Parsers¶

Content parsers for extracting structured data from HTML.

BaseParser (ABC)¶

Abstract base class for content parsers.

All parsers in IntelliScraper extend BaseParser to provide a consistent interface for extracting text, links, and Markdown from scraped HTML content.

To create a site-specific parser, subclass HTMLParser (which already implements BaseParser) and add your custom extraction logic as @cached_property methods.

Example:

class MyCustomParser(HTMLParser):
    @cached_property
    def product_title(self) -> str | None:
        tag = self.soup.select_one("h1.product-title")
        return tag.get_text(strip=True) if tag else None

class intelliscraper.parsers.base_parser.BaseParser(url, html)[source]¶

Bases: ABC

Abstract base for all content parsers.

Defines the minimum interface that every parser must implement. Concrete parsers should extend HTMLParser rather than this class directly, unless they need a fundamentally different parsing engine.

Parameters:

url (str) – The source URL of the scraped page. Used for normalising relative links.
html (str) – Raw HTML string to parse.

abstractmethod __init__(url, html)[source]¶

Initialize the parser with URL and HTML content.

Parameters:

url (str)
html (str)

Return type:

None

property text: str¶: Extract plain text from the HTML content.

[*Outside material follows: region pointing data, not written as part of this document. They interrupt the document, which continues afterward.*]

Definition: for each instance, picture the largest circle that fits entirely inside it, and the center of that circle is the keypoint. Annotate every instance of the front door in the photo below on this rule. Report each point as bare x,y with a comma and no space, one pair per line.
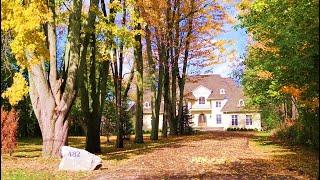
202,120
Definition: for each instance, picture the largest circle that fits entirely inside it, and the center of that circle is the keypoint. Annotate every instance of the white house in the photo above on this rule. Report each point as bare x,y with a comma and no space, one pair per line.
214,103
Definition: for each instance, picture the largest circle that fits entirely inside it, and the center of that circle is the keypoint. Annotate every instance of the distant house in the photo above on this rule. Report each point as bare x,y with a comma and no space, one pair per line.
214,103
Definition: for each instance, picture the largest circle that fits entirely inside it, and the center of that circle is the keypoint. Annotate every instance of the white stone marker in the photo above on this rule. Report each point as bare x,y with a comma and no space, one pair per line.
74,159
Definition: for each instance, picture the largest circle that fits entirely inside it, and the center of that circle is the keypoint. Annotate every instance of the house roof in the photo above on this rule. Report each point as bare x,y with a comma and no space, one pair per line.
215,82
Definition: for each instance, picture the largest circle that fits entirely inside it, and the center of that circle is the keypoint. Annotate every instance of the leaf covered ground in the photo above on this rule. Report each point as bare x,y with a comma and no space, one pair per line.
211,155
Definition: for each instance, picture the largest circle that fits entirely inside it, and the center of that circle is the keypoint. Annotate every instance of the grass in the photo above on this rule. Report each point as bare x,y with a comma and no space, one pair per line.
26,162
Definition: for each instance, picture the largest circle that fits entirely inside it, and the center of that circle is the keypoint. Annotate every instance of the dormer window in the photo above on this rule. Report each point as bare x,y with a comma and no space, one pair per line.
241,102
147,105
222,91
202,100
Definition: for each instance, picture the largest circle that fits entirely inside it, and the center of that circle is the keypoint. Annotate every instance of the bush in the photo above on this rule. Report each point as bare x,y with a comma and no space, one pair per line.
241,129
9,126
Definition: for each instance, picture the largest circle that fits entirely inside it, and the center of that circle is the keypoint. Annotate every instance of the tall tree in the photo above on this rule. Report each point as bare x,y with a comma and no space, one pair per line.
34,43
139,85
283,60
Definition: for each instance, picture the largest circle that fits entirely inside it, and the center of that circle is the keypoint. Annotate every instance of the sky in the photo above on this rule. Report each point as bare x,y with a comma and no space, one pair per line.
239,38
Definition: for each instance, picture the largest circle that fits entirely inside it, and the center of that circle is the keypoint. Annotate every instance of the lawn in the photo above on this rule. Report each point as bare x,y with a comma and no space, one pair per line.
204,155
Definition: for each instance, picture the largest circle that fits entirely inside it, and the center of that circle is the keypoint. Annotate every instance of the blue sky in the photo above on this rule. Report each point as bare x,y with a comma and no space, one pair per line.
239,38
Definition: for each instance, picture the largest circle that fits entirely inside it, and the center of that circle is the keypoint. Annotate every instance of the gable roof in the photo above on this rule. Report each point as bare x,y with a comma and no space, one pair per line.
215,82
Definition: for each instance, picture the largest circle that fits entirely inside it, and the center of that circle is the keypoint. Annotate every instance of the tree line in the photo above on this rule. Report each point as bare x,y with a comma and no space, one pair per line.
159,38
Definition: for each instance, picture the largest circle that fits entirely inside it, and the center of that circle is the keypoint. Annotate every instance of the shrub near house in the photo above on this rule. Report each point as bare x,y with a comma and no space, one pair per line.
214,103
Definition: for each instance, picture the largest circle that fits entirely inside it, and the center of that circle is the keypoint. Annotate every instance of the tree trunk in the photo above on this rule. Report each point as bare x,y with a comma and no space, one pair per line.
182,79
139,86
164,122
93,134
51,98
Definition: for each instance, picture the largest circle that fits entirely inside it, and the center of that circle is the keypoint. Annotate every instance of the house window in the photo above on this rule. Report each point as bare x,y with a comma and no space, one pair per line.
241,102
218,117
248,119
218,103
202,100
202,120
147,105
234,120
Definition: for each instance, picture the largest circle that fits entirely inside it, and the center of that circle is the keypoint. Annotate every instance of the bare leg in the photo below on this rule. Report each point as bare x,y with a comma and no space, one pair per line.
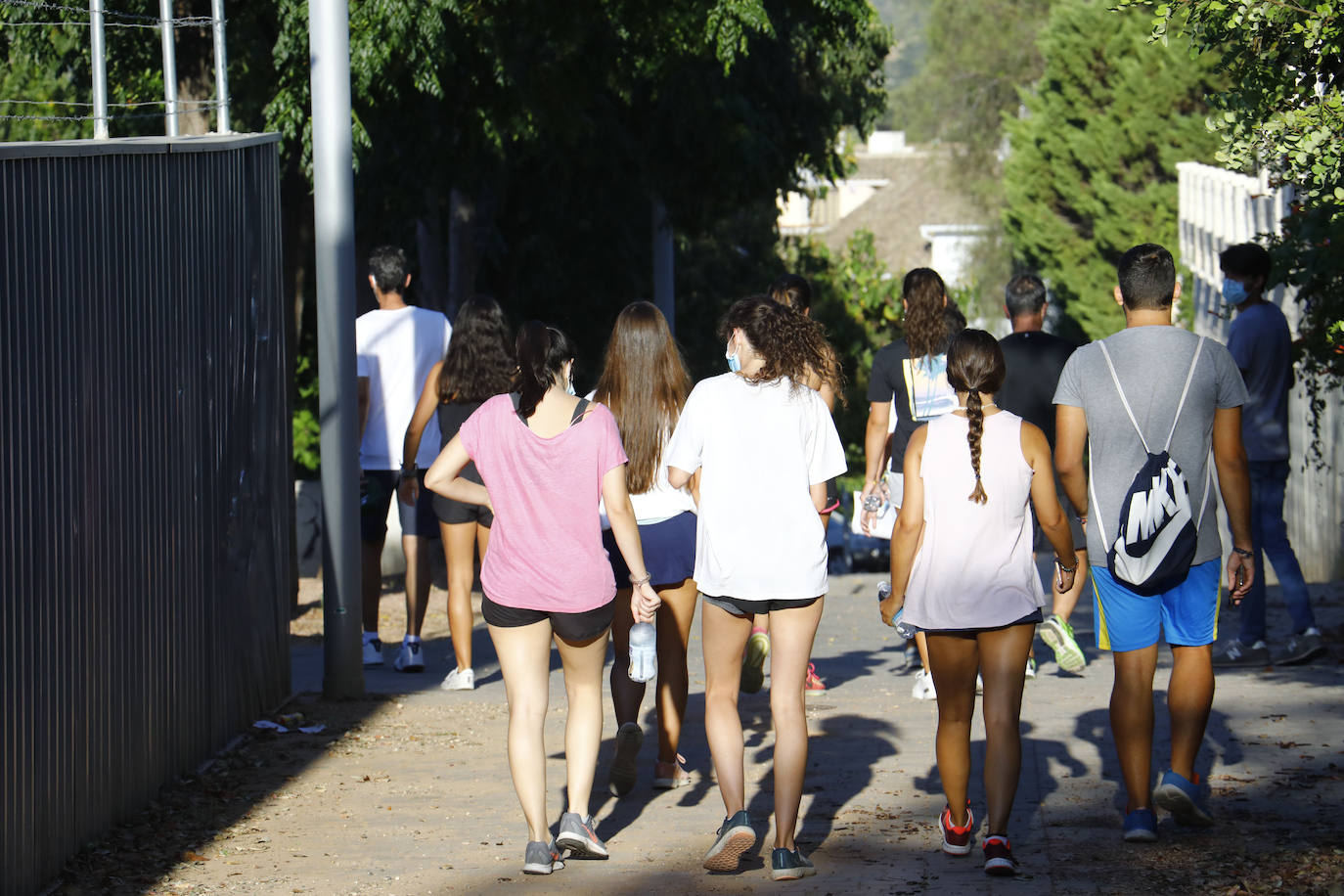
524,653
625,694
955,661
371,580
460,555
1189,697
793,633
582,664
1132,722
1003,657
725,636
674,628
417,582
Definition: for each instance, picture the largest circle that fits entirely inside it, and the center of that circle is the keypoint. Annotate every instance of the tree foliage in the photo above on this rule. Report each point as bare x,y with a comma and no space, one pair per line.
1281,111
1092,168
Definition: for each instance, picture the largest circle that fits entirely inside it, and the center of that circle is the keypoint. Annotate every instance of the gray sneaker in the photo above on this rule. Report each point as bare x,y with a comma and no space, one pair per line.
1303,648
1235,653
578,834
542,859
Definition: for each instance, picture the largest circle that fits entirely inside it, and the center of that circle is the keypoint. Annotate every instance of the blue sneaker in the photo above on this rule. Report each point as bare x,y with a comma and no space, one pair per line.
1142,827
1178,795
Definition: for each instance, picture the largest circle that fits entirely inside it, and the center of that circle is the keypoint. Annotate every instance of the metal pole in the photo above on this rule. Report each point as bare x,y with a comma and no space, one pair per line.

property links: list[str]¶: Extract all normalised href values from <a> tags.

property markdown: str¶: Convert the HTML to Markdown.

HTMLParser¶

General-purpose HTML parser.

Parses raw HTML content and provides access to plain text, links, Markdown, and LLM-optimised Markdown (with boilerplate stripped).

This is the default parser used by IntelliScraper and the recommended base class for site-specific parsers.

Example:

parser = HTMLParser(url="https://example.com", html=html_string)
print(parser.text)               # plain text
print(parser.links)              # list of absolute URLs
print(parser.markdown)           # full Markdown
print(parser.markdown_for_llm)   # cleaned Markdown for LLM input
print(parser.navigable_links)    # classified internal/external links

class intelliscraper.parsers.html_parser.HTMLParser(url, html, html_parser_type=HTMLParserType.HTML5LIB)[source]¶

Bases: BaseParser

General-purpose HTML parser with text, link, and Markdown extraction.

Wraps BeautifulSoup for DOM querying and html-to-markdown for Markdown conversion. Provides both standard and LLM-optimised Markdown outputs.

All properties are lazily computed and cached on first access.

Parameters:

url (str) – The source URL of the page (used for link normalisation).
html (str) – Raw HTML string. Must be a non-empty string.
html_parser_type (HTMLParserType) – BeautifulSoup parser backend. Defaults to HTMLParserType.HTML5LIB.

Raises:

HTMLParserInputError – If html is empty or not a string.

Example:

parser = HTMLParser(
    url="https://example.com/page",
    html=response.scrap_html_content,
)
print(parser.text)
print(parser.links)
print(parser.markdown_for_llm)

property text: str¶

Plain text extracted from the HTML.

Uses BeautifulSoup’s get_text() with newline separators and whitespace stripping.

property links: list[str]¶

All normalised href values from <a> tags.

Relative URLs are resolved against the source URL. Duplicates and fragment-only links are removed.

Returns:: A deduplicated list of absolute HTTP/HTTPS URLs.

property navigable_links: list[dict]¶

Internal and external page links, classified and normalised.

Skips anchors (#fragment), mailto:, tel:, javascript:, and resource links (CSS/JS).

Returns:

href — absolute URL
text — visible link label
title — title attribute or None
link_type — "Internal" or "External"
rel — list of rel values (e.g. ["nofollow"])

Return type:

A list of dicts, each with keys

property markdown: str¶

Full-page Markdown with standard preprocessing.

Preserves navigation, forms, and page structure.

property markdown_for_llm: str¶

Markdown with nav, ads, forms, and boilerplate stripped.

Optimised for use as LLM input — removes elements that add noise without informational value.